Florin Zubascu, "Hungary’s plan to ban gender studies sparks international backlash"
"The government’s decision is the first time an EU country has unilaterally barred universities from issuing degrees in a certain subject. Critics say it sets a dangerous precedent for state intervention in other academic subjects."
Article Spotlight
Keely Stauter-Halsted, "The Physician and the Fallen Woman: Medicalizing Prostitution in the Polish Lands," Journal of the History of Sexuality 20, no. 2 (2011): 270-290. https://muse.jhu.edu/
"This article explores the implications of broadening medical authority over prostitutes in the Polish lands at the turn of the twentieth century, focusing on the uneasy symbiosis between physicians and the body of the prostitute in the former's quest for heightened power and social status. Armed with an increased mandate in the fight against the venereal plague, doctors were able to leverage their access to the bodies of urban prostitutes and gain greater social status in the complicated milieu of partitioned Poland. At the same time, the newfound invasive capabilities of the medical profession helped to define all working-class women and female migrants as sexually promiscuous, conflating poverty and prostitution into a single social category. This dynamic reflected a shift in elite attitudes about sexuality and poverty in early twentieth-century Polish-speaking society."
Call for Papers
Suffrage at 100: Women and American Politics Since 1920
Submission Deadline: September 15, 2018
"This collection will map out the last 100 years of this lengthy struggle, focusing on efforts to recognize, appreciate, and cultivate women’s civic engagement since the ratification of the Nineteenth Amendment. Our purpose is not celebratory. Instead, we seek to trace the uneven road to suffrage and public office women of different backgrounds and means experienced after 1920. We also intend to expose the institutional barriers and masculinist conceptions of leadership that women in politics have faced and continue to tackle. Women have exhibited considerable democratic imagination within and outside the traditional channels of electoral politics. Melding gender, social, cultural, and political history, this collection seeks to capture examples of women acting together and on their own within and outside electoral and governmental channels to claim a political presence, enlist state action, and create alternative services and solutions. In doing so, we use this historic centennial to make visible the determined presence of women in politics since 1920, while also calling attention to the ways these women have and continue to be written out of history"

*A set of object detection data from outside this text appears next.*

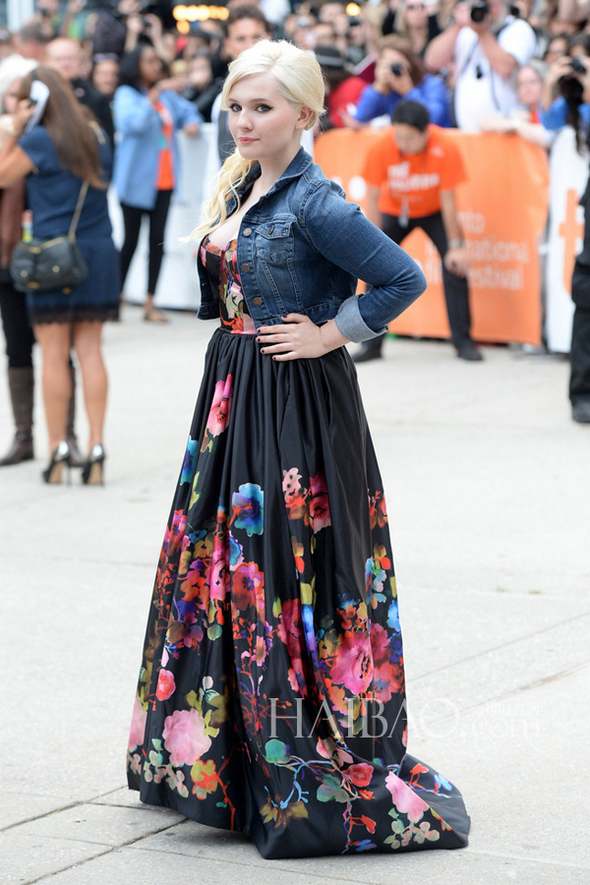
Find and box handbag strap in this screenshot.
[68,181,88,240]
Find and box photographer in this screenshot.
[348,36,450,128]
[46,37,115,150]
[426,0,536,132]
[541,57,590,424]
[92,0,172,61]
[353,101,483,363]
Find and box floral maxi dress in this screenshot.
[127,238,470,858]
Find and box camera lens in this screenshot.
[470,0,490,24]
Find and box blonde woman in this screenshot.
[128,40,469,858]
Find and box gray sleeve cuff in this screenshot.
[334,295,387,344]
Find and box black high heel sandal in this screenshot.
[41,439,72,485]
[82,443,106,486]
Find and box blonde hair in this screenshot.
[191,40,325,239]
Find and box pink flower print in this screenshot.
[344,762,374,787]
[242,313,256,335]
[309,473,332,533]
[162,709,211,765]
[330,631,373,694]
[156,668,176,701]
[385,771,428,824]
[232,562,264,611]
[128,695,147,750]
[209,560,229,599]
[283,467,305,519]
[283,467,301,503]
[370,624,390,664]
[254,636,267,667]
[207,374,233,436]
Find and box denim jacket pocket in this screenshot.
[256,215,303,313]
[256,215,296,265]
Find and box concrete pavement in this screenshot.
[0,307,590,885]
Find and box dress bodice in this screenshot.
[199,235,256,335]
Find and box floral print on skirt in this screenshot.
[127,240,470,858]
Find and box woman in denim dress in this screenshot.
[127,40,470,858]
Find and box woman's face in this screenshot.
[228,74,310,160]
[404,0,428,30]
[139,46,162,86]
[375,49,410,86]
[92,58,119,95]
[516,66,543,108]
[189,58,213,89]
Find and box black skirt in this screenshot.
[127,238,470,858]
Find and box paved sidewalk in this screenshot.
[0,308,590,885]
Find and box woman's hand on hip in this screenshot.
[256,313,348,362]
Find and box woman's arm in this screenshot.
[303,180,426,342]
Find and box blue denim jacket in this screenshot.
[197,148,426,341]
[113,86,202,209]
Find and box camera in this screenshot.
[570,56,586,76]
[469,0,490,25]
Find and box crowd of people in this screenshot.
[0,0,590,483]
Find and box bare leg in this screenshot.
[34,323,72,452]
[74,322,108,451]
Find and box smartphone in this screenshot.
[25,80,49,132]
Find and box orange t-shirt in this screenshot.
[154,101,174,191]
[363,124,467,218]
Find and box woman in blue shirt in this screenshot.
[113,44,201,322]
[354,36,451,126]
[0,65,119,484]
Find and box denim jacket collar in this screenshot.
[227,147,313,213]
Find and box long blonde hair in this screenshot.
[191,40,325,240]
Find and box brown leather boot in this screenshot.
[0,366,35,467]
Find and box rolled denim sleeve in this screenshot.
[303,180,426,342]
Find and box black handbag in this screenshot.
[10,181,88,295]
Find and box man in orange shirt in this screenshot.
[354,101,483,363]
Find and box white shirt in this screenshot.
[455,16,536,132]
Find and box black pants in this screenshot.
[121,191,172,295]
[381,212,471,347]
[0,280,35,369]
[569,305,590,403]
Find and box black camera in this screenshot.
[570,56,586,76]
[469,0,490,25]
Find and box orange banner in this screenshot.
[314,129,549,344]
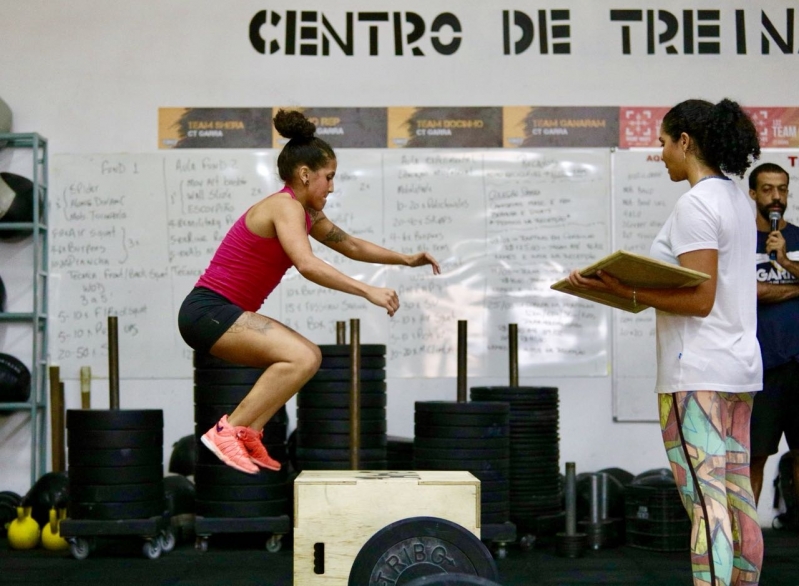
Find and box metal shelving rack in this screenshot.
[0,133,49,486]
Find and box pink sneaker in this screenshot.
[239,427,280,472]
[202,415,258,474]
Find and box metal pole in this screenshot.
[566,462,577,536]
[350,319,361,470]
[108,315,119,409]
[80,366,92,409]
[508,324,519,387]
[50,366,67,472]
[458,319,467,403]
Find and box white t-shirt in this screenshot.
[650,178,763,393]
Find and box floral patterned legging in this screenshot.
[658,391,763,586]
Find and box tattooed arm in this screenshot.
[310,211,441,274]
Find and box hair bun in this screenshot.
[273,110,316,140]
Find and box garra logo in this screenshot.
[250,10,462,56]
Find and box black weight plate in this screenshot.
[403,574,501,586]
[195,498,290,518]
[195,483,290,502]
[194,460,288,487]
[297,447,386,462]
[469,386,558,398]
[67,429,164,449]
[67,463,164,486]
[412,436,510,450]
[480,489,510,503]
[413,424,510,439]
[297,407,386,421]
[469,470,509,482]
[413,444,510,465]
[322,356,386,368]
[66,409,164,431]
[297,419,386,433]
[194,368,264,386]
[348,517,499,586]
[403,574,501,586]
[300,379,386,396]
[413,411,508,428]
[67,448,164,468]
[414,401,510,415]
[297,432,388,449]
[319,344,386,357]
[311,368,386,383]
[297,392,386,409]
[69,482,164,503]
[480,480,510,493]
[413,454,510,474]
[67,495,166,521]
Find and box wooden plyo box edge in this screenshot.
[294,470,480,586]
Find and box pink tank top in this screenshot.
[195,185,311,311]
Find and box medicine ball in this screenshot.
[0,173,33,240]
[0,98,12,133]
[0,352,31,403]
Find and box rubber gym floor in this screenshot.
[0,529,799,586]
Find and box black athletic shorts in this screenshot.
[178,287,244,353]
[750,360,799,456]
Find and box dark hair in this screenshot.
[273,110,336,181]
[663,98,760,179]
[749,163,791,191]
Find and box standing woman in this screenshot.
[178,110,440,474]
[569,99,763,586]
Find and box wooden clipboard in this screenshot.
[551,250,710,313]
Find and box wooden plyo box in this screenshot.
[294,470,480,586]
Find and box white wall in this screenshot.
[0,0,799,524]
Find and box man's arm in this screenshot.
[757,282,799,303]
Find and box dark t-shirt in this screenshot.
[756,224,799,368]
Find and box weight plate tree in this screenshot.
[0,352,31,403]
[348,517,499,586]
[0,172,33,242]
[470,386,565,535]
[290,344,387,472]
[66,409,165,521]
[624,468,691,551]
[413,401,510,525]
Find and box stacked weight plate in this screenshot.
[293,344,386,471]
[66,409,165,521]
[386,435,413,470]
[624,468,691,551]
[194,354,291,518]
[470,387,563,535]
[413,401,510,525]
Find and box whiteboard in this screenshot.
[611,149,799,421]
[49,149,611,379]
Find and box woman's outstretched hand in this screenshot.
[366,287,399,317]
[408,252,441,275]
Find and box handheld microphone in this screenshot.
[768,210,782,260]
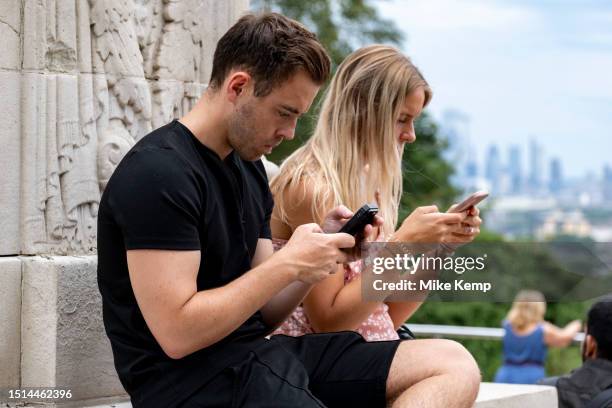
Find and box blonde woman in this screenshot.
[495,290,581,384]
[271,45,481,341]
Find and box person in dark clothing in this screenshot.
[542,295,612,408]
[98,13,480,408]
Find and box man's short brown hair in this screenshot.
[209,13,331,96]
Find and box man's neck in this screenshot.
[179,93,232,159]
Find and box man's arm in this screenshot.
[127,250,297,359]
[252,239,313,330]
[127,224,355,359]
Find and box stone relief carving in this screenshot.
[21,0,248,254]
[21,0,237,254]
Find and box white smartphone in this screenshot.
[451,191,489,212]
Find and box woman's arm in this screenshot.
[544,320,582,347]
[385,301,423,330]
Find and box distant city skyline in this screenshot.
[376,0,612,177]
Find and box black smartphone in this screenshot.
[338,204,378,236]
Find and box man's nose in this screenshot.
[276,127,295,140]
[400,131,416,143]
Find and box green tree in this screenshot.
[251,0,457,210]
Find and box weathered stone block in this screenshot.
[0,257,21,389]
[0,0,21,69]
[474,383,557,408]
[21,256,125,401]
[0,71,21,255]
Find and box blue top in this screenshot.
[495,321,547,384]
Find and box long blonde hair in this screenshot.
[271,45,432,232]
[506,290,546,330]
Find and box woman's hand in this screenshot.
[391,205,474,244]
[446,204,482,244]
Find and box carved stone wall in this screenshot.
[0,0,248,255]
[0,0,248,405]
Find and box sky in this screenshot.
[374,0,612,177]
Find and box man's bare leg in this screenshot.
[387,339,480,408]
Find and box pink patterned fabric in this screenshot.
[272,239,399,341]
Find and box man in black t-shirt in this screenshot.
[540,294,612,408]
[98,13,479,407]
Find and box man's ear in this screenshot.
[584,334,597,359]
[225,71,253,103]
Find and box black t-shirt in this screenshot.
[98,121,273,407]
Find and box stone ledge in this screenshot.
[474,383,557,408]
[4,383,557,408]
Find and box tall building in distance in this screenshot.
[485,145,502,194]
[527,139,543,194]
[602,164,612,203]
[548,157,563,195]
[508,145,523,195]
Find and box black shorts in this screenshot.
[182,332,401,408]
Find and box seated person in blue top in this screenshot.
[540,295,612,408]
[495,290,581,384]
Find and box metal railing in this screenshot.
[406,323,584,344]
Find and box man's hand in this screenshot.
[393,205,467,244]
[321,205,383,261]
[275,224,355,284]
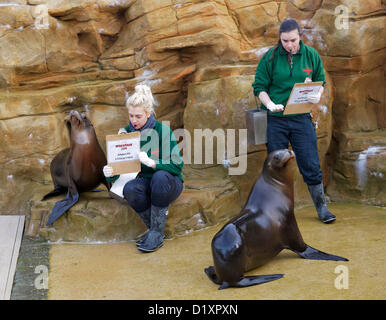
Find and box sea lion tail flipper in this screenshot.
[40,185,67,201]
[218,273,284,290]
[295,245,348,261]
[47,192,79,226]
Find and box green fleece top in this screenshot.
[106,121,184,182]
[252,40,326,117]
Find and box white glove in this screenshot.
[138,151,155,168]
[307,92,321,103]
[103,166,114,178]
[267,101,284,112]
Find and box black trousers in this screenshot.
[123,170,183,212]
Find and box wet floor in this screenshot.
[48,204,386,300]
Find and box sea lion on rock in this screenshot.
[42,110,111,225]
[205,149,348,289]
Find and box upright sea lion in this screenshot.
[42,110,111,225]
[205,149,348,289]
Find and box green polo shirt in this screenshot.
[107,121,184,182]
[252,40,326,117]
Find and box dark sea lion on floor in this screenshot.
[205,149,348,289]
[42,110,111,225]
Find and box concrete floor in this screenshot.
[48,204,386,300]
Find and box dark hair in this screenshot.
[268,18,302,61]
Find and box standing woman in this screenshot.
[252,19,336,223]
[103,85,184,252]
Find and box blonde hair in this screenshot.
[126,84,155,113]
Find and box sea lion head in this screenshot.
[263,149,295,182]
[65,110,95,144]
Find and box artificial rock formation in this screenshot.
[0,0,386,241]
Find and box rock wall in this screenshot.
[0,0,386,241]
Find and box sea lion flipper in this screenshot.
[204,266,221,284]
[295,245,349,261]
[47,173,79,226]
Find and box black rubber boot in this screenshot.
[135,207,151,247]
[307,183,336,223]
[138,205,168,252]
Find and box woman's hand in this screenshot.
[307,87,324,103]
[103,166,114,178]
[138,151,156,168]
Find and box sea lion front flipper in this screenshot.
[204,266,221,284]
[218,273,284,290]
[40,185,67,201]
[293,245,349,261]
[47,191,79,226]
[205,266,284,290]
[47,177,79,226]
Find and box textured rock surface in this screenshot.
[0,0,386,241]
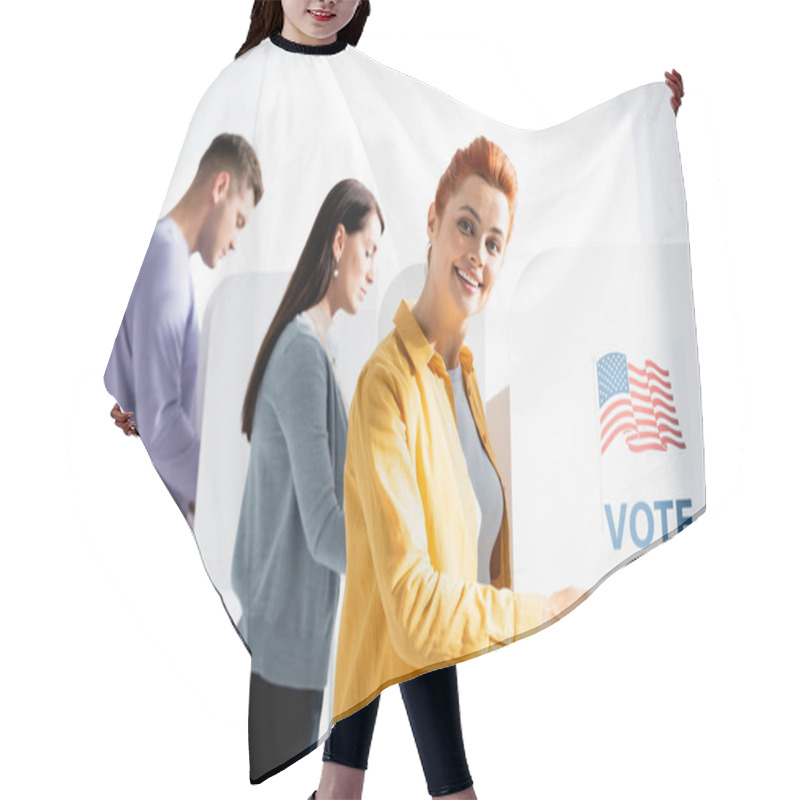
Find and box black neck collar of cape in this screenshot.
[269,33,347,56]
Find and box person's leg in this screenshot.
[247,672,323,783]
[400,666,475,798]
[312,695,381,800]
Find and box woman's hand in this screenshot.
[111,403,139,436]
[544,586,588,622]
[664,69,683,117]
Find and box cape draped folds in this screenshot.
[111,40,705,776]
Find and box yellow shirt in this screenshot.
[334,301,544,721]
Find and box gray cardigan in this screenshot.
[232,314,347,689]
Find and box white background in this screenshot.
[0,0,800,800]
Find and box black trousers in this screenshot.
[247,672,323,783]
[322,666,472,797]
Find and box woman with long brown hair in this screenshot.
[232,180,383,782]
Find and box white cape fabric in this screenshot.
[108,40,705,780]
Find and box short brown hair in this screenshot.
[434,136,518,241]
[197,133,264,206]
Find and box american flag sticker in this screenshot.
[597,353,686,455]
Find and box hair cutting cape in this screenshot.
[106,40,705,771]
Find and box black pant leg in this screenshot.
[322,695,381,770]
[400,666,472,797]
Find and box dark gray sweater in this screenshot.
[232,314,347,689]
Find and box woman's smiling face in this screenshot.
[428,174,511,319]
[278,0,358,44]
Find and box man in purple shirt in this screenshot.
[105,133,263,518]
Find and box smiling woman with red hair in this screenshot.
[317,137,583,800]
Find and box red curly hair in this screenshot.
[434,136,518,242]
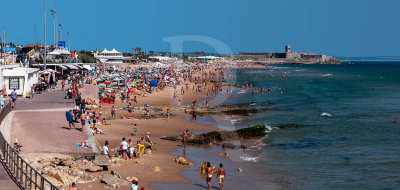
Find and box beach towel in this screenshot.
[76,143,87,148]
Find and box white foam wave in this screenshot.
[240,156,258,162]
[229,119,241,124]
[321,112,332,117]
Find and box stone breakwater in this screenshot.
[24,153,150,189]
[161,124,300,149]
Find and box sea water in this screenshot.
[154,62,400,189]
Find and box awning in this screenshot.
[57,65,67,69]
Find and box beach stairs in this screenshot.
[85,122,111,171]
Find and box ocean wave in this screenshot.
[321,112,332,117]
[240,155,259,162]
[229,119,241,124]
[264,124,279,133]
[250,143,267,151]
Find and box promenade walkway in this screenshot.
[6,86,92,155]
[0,164,19,190]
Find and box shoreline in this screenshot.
[78,64,228,189]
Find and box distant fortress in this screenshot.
[234,45,340,64]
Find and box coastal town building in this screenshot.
[94,48,124,63]
[2,67,39,97]
[235,45,337,64]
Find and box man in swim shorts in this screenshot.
[217,163,225,190]
[81,112,87,133]
[206,162,212,190]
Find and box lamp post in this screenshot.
[50,10,57,48]
[58,24,64,41]
[67,32,71,51]
[43,0,47,69]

Please send article abstracts of 500 words and a CV by September 15, 2018 to: Stacie at staranto@ramapo.edu or Leandra at lrzarnow@central.uh.edu. We also welcome questions and comments at those email addresses.
Episode Spotlight
Chances are you’ve never heard of Ruth Wallis, one of the greatest singers, comedians, and performers of sexually suggestive lyrics in the postwar United States. Most of her catalogue remains on vinyl and historians have forgotten her. But from the 1940s until the early 1970s, Ruth Wallis was a bestselling performer and a mainstay at supper clubs and hotels. At a time when it was legally risky for entertainers to sing about sexuality for profit and pleasure, Ruth sold millions of records that used innuendo to playfully hint at a variety of straight and queer sexual pleasures.